Também esta noite, os dois suspeitos retidos pela GNR quando seguiam rumo a Espanha, num carro onde foram encontradas avultadas quantias monetárias, serão inquiridos pela Polícia Judiciária. Em causa, estão os crimes de homicídio qualificado e homicídio na forma tentada.

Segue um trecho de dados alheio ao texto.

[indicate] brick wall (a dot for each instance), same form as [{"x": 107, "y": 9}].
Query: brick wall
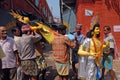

https://observador.pt/2025/10/28/lanchas-rapidas-presidente-da-republica-promulga-diploma-que-preve-penas-de-prisao-ate-quatro-anos/

Horas depois da morte do cabo Pedro Manata e Silva, Marcelo Rebelo de Sousa promulgou um diploma aprovado pelo Parlamento que prevê uma moldura penal de um a quatro anos de prisão para “quem transportar, importar ou exportar” lanchas rápidas ou nelas “entrar ou sair do território nacional” sem ter tido a autorização da Autoridade Tributária e Aduaneira, entre outras sanções.

Mas há quem defende que as mudanças não podem ficar por aqui. “É necessário equipar cada vez mais as forças de segurança”, insiste César Nogueira, da APG/GNR. Para Artur Vaz, da PJ, o combate passa pela “persistência” e articulação entre autoridades nacionais e internacionais. E Portugal tem meios suficientes? “Os meios nunca são os ideais, seja para que atividade for, mas são os meios de que dispomos. O ideal era termos uma embarcação de vigilância em cada praia, em cada rua, em cada canto, mas sabemos que isso não é possível.”